Saio de casa logo cedo. Arrumo minha bolsa com as coisas que
carrego. Minha imagem pequenina de Santo Antônio, que ganhei naquela
peregrinação ao Boqueirão. Meu terço de pedrinhas já corroídas pelo desgaste,
do tempo e dos dedos que não se cansam de traçá-las. Meu
crucifixo ganhado com carinho de padre Mauro não sai de casa sem ele.
Abro a porta vagarosamente a fim de não acordar quem ainda encontra-se embalado
pelo sono. Vou aos passos repetindo aquela oração de guarda que aprendi de
minha avó. Traço a cruz em meu semblante, repetindo com alegria: “Nos passos
que hoje caminhar, seja meu anjo doce companhia. Não me deixe sua mão nem de noite,
nem de dia". Vou caminhando pela rua ainda meio que envolta nas trevas.
Poucos são aqueles que andam neste momento. Logo de longe vejo despontar as
torres da matriz. Suas pontas agudas tocam de forma tão belíssima os cantos do
céu. Elas entram em contraste com as cores ainda meio alvas do sol que
nasce.
Não saio de minha casa sem antes rezar. Chego logo cedo na igreja
para poder rezar. Não há quase ninguém. Fora o zelador e aquela senhorinha que reza
também todos os dias no mesmo horário. Quando chego aos cantos desta Igreja
sinto uma voz que pede uma prece de silêncio. Fico olhando os vitrais que a
protegem das intempéries do tempo. Não me canso de olhar cada um deles
todas ás vezes que aqui venho. Gosto de ficar aqui sentado olhando as imagens.

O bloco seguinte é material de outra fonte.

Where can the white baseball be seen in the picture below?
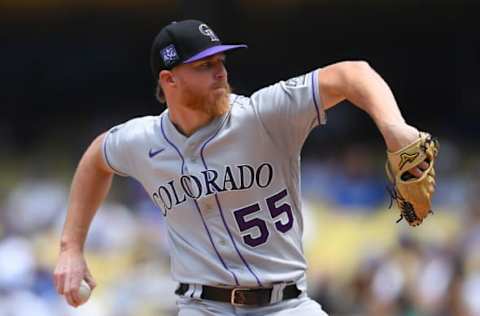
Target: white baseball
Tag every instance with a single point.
(84, 292)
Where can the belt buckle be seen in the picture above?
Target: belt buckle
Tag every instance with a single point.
(237, 297)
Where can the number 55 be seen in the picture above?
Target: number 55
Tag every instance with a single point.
(245, 224)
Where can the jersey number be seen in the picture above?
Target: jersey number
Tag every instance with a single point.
(246, 222)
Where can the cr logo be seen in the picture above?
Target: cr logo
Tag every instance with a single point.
(205, 30)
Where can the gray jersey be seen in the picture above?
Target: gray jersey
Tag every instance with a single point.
(230, 192)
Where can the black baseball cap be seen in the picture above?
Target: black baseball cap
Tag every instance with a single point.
(184, 42)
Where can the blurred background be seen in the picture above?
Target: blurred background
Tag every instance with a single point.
(69, 70)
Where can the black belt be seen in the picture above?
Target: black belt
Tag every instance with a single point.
(241, 296)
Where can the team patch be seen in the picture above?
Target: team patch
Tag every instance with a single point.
(296, 81)
(169, 55)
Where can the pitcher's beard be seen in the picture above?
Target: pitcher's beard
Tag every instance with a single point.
(212, 106)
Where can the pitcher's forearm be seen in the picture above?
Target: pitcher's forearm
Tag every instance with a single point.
(90, 186)
(362, 86)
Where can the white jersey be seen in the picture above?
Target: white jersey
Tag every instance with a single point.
(230, 192)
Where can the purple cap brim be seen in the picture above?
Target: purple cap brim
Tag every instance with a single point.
(212, 51)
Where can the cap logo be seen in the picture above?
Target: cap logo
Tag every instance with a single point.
(205, 30)
(169, 55)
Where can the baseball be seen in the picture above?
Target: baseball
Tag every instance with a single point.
(84, 292)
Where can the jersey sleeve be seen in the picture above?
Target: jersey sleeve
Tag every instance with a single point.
(290, 109)
(116, 149)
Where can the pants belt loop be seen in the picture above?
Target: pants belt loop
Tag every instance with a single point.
(277, 292)
(197, 291)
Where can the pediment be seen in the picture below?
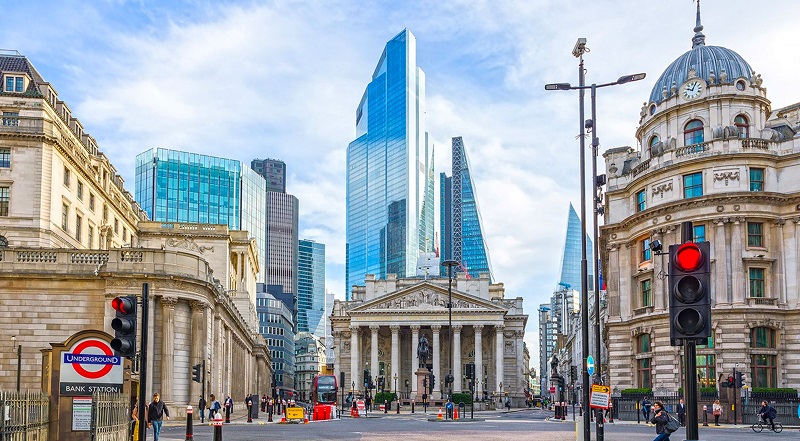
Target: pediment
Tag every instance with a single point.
(427, 297)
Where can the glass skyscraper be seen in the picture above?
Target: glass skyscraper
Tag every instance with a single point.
(311, 288)
(390, 214)
(460, 218)
(176, 186)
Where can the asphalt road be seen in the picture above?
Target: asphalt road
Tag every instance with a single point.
(499, 426)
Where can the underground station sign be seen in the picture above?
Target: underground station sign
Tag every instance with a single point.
(90, 365)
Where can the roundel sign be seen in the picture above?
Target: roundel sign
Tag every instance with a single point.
(90, 365)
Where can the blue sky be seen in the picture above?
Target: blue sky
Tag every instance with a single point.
(282, 79)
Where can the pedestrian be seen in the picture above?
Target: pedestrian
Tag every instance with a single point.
(646, 409)
(660, 419)
(768, 412)
(717, 410)
(202, 405)
(156, 411)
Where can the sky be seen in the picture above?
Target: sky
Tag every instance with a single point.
(282, 79)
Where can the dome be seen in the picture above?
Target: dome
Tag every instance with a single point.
(725, 65)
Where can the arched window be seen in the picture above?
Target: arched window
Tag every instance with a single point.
(693, 132)
(742, 124)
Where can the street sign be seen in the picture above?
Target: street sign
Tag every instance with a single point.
(601, 396)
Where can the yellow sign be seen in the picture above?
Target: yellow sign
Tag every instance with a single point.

A imagem do Crucificado é a que mais me chama a atenção. Como pode um homem bom
morrer assim por amor a mim. Toda vez na confissão o padre pede a repetição de uma
prece que diz: " Meu Jesus Crucificado por amor de vossa paixão e de vossa
cruz afastai de mim todas as potências e ciladas do inimigo. Por amor foi
que morreste por mim. Tem compaixão." Sinto alegria toda vez que repito
estas palavras.
Meu silêncio é que pede lugar. Falo de coisas o tempo inteiro.
Porque não calar um instante? Escuto tantas coisas deste Deus. Muitas
permanecem no silêncio e talvez sejam estas as que dou mais valor. Neste
instante de amizade não tem tempo nem correria, venho logo tão cedo para não
fazer folia. O avexo não deve fazer morada nestes instantes de prece. Não
tenho muito para dizer em minhas preces. Sei que Deus que bem me conhece sabe
daquilo que preciso. Peço apenas à saúde que não falte, a
perseverança que não acabe. Não preciso ser rico, tenho os tesouros
que preciso. Não desejo fama nem glória, sou amado e querido pelos
meus. Numa prece de silêncio apenas olho no sacrário aqueles que me diz: “Mais
um dia". Não peço que ele faça minha vontade, só a vontade Dele e nada
mais. Se fosse feita minha vontade o que o mundo não seria?
Venho aqui não mais para pedir, pois já tenho tudo o que preciso.
E se tão somente para pedir nem me daria ao trabalho de cá estar, afinal Deus
me dá tudo que necessito todos os dias. Minha prece presa no intento de apenas
lhe olhar. Não digo muitas coisas nas palavras. Não sei nem mesmo dizer coisas
bonitas como muitos o fazem por ai. Sou dos que guardam o amor em silêncio mais
absurdo de mim mesmo. Minha prece de simplicidade apenas presa pelo aconchego
deste Deus que sempre cuida de mim. O percebo nos dias que passam e nas coisas
que empenho. Na dor sinto sua mão junto ao meu ombro. Até nos dias em falta-me
a caridade. Quem não tem esses dias em que está com vontade de chutar o pau da
barraca. Mas é sua calma que me alenta. Aprendi no silêncio dele que me diz
tudo. No olhar dele que me revela tesouros de sua presença. Sou incompleto sem
seu silêncio de Deus que me diz tudo.
O joelho já está do trabalho e das orações que faço. Todos os dias
quando aqui venho, ponho-me de joelhos e apenas olho. Minha oração diz tudo que
preciso. Deixo Deus falar e meu coração acolhe tudo aquilo que ele diz. Digo
muito o dia inteiro no trabalho. Aqui tenho meu recanto de sossego e paz. Uma
paz que acalma a alma e o coração. Preciso logo ir, mas tão logo
voltarei a fim de completar esta prece de minha vida.